In most cases, including Angela’s, doctors are unable to confirm with certainty which drug triggered the devastating hypersensitivity reaction, said Phillips, the John A. Oates Professor of Clinical Research at Vanderbilt University School of Medicine.
But careful screening using sophisticated genetic and cellular techniques can help some SJS/TEN survivors avoid another catastrophic event and determine which drugs they can safely take in the future, she said.
Phillips and her colleagues are developing strategies to find true cases of SJS/TEN within VUMC’s BioVU, a unique resource that pairs a de-identified electronic health record with a DNA biobank. These search tools can then be applied to other electronic health records.

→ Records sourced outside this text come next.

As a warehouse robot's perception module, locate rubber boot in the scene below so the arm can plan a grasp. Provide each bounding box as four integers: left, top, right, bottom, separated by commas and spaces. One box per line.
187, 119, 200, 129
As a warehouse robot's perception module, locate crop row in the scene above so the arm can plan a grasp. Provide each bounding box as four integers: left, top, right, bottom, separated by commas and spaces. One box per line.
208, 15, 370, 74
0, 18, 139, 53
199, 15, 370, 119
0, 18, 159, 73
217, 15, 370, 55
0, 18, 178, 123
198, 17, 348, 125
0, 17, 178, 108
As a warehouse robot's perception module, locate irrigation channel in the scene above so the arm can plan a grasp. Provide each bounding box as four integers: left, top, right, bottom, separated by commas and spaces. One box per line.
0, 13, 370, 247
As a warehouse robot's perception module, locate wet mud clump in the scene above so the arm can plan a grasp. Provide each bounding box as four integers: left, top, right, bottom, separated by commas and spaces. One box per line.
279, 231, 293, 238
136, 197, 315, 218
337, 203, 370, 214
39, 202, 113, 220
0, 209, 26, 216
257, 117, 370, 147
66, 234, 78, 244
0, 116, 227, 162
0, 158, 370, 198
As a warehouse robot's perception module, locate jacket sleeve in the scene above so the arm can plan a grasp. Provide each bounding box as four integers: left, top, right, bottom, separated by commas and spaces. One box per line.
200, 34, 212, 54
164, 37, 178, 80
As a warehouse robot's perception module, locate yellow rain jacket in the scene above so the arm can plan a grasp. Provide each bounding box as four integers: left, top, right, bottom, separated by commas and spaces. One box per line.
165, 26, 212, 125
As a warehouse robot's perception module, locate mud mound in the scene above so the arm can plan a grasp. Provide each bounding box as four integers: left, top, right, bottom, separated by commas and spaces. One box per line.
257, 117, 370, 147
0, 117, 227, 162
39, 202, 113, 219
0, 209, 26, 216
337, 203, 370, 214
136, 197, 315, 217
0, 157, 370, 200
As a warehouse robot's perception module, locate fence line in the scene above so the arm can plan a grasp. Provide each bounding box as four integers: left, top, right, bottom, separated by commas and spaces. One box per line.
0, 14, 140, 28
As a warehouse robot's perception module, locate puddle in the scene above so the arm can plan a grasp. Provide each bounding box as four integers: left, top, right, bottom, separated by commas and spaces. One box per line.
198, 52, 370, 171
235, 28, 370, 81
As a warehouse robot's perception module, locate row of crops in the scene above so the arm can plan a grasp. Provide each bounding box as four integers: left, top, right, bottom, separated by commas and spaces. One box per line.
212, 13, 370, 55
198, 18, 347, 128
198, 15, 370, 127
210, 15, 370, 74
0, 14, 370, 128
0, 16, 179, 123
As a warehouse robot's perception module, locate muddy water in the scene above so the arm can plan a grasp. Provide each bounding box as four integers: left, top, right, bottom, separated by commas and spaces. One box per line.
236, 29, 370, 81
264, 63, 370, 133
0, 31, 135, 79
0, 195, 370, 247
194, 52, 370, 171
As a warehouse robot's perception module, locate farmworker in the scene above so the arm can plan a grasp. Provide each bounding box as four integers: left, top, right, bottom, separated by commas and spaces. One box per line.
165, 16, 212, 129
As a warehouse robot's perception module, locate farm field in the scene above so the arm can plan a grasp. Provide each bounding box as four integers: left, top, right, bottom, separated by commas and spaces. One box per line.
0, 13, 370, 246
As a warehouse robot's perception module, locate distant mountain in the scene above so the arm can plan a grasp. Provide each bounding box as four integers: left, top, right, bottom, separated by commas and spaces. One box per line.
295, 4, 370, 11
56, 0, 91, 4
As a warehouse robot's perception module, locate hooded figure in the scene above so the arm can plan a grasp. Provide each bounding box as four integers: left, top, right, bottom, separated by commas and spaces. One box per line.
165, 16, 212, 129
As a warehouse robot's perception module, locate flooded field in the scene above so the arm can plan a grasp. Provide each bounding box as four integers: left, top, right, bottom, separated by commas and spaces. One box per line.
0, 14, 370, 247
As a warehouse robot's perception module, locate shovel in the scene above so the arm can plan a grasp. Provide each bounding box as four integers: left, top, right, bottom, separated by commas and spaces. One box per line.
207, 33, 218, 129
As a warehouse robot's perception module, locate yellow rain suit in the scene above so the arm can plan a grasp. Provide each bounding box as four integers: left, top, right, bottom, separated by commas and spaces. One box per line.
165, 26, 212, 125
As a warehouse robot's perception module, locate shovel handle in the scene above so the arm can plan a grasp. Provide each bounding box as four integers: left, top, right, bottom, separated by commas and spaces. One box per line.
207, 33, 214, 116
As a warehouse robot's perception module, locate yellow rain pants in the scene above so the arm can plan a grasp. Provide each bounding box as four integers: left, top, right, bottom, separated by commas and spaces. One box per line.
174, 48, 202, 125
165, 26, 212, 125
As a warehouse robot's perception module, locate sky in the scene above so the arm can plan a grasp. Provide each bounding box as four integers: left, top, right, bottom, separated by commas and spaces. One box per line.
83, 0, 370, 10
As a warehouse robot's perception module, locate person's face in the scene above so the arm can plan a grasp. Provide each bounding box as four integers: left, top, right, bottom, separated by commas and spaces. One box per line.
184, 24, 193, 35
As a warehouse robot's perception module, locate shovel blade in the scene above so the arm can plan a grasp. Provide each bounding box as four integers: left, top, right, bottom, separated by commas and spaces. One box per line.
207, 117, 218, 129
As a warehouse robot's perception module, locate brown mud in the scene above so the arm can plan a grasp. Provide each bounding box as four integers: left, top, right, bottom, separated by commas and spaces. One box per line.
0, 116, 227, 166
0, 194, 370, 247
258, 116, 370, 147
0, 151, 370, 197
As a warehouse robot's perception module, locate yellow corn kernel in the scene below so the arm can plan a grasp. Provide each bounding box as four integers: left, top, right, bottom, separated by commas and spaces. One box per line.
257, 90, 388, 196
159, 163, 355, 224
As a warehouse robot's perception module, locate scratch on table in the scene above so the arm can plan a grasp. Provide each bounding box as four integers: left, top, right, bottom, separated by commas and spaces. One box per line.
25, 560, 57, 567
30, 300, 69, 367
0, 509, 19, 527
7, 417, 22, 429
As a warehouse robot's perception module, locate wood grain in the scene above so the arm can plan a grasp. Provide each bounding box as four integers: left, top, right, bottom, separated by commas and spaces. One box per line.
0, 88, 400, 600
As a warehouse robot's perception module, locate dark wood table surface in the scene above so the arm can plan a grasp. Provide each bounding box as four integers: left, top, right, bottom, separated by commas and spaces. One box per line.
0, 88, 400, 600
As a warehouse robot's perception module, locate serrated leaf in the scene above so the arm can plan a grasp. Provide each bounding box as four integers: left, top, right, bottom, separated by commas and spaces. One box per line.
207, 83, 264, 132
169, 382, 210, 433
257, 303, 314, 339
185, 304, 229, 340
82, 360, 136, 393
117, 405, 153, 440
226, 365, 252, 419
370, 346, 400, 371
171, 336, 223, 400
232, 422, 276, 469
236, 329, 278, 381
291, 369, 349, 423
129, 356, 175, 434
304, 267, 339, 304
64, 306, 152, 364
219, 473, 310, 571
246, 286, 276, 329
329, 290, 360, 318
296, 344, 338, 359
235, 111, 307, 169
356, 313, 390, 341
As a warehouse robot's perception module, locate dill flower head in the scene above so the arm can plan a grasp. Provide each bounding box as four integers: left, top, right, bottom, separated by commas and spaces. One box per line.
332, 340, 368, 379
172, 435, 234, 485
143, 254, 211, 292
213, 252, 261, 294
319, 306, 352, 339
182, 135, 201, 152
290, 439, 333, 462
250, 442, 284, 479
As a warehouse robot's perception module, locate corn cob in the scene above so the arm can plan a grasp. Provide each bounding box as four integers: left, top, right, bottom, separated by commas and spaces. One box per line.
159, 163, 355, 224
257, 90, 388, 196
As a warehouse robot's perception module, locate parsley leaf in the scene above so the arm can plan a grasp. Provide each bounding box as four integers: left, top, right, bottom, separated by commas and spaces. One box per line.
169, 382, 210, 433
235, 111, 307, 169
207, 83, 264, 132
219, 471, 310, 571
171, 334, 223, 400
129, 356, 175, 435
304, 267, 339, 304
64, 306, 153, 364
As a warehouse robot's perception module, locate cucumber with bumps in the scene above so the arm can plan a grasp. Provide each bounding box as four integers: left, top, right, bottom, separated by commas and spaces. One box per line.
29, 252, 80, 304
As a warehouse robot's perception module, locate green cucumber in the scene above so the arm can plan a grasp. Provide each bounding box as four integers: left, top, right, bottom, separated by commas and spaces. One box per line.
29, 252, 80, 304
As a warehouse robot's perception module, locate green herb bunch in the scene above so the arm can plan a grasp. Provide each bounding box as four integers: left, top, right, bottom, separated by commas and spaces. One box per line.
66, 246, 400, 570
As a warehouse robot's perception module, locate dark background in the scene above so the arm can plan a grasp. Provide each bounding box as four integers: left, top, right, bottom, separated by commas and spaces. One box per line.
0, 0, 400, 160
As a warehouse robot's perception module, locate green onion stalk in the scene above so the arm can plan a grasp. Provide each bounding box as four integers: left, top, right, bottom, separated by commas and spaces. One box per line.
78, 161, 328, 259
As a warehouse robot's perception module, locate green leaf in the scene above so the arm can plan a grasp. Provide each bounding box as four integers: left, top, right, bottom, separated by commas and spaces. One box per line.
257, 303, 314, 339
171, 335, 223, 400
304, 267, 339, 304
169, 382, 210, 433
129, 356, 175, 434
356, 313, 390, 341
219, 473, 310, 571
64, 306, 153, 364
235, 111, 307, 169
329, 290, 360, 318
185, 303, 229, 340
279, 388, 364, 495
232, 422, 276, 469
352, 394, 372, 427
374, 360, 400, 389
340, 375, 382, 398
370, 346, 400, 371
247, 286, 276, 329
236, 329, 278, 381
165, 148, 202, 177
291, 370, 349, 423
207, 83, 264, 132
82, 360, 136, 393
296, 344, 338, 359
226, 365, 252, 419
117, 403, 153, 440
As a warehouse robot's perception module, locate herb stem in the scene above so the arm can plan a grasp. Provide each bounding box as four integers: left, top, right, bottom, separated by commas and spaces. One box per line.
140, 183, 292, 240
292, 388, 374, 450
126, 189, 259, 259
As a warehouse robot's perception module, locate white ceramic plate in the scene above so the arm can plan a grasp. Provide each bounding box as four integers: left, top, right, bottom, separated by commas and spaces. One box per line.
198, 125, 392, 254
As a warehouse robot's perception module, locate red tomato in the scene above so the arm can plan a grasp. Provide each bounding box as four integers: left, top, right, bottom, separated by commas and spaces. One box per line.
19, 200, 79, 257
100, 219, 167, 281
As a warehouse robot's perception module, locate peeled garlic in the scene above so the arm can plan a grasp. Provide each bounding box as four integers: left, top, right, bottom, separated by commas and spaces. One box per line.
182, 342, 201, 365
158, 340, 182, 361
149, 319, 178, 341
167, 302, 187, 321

Phillips said the research represents an international milestone in the identification of possible genetic risk factors for SJS/TEN.
Complementary studies in her lab aimed at identifying tissue-specific cellular and molecular “signatures” of SJS/TEN will provide further clues to patient risk and could lead to preventive strategies, she added.
Both projects are supported by the National Institutes of Health. Private donations are also important, she said, because they help “raise recognition that this is a potentially solvable problem.”
Paul Anderson, a retired postal worker, and Wanpen, a retired accountant at the University of Illinois, said they spent four months searching the internet and calling research programs around the world before they found Phillips. That kind of persistence, Phillips said, is truly inspiring.
“Serious adverse drug reactions affect diverse groups of patients from all walks of life,” Phillips said. “Yet they are not ‘owned’ by any cohesive medical discipline or patient support group.”
The Andersons’ efforts help give patients a voice, and ultimately will help improve drug safety globally, she said.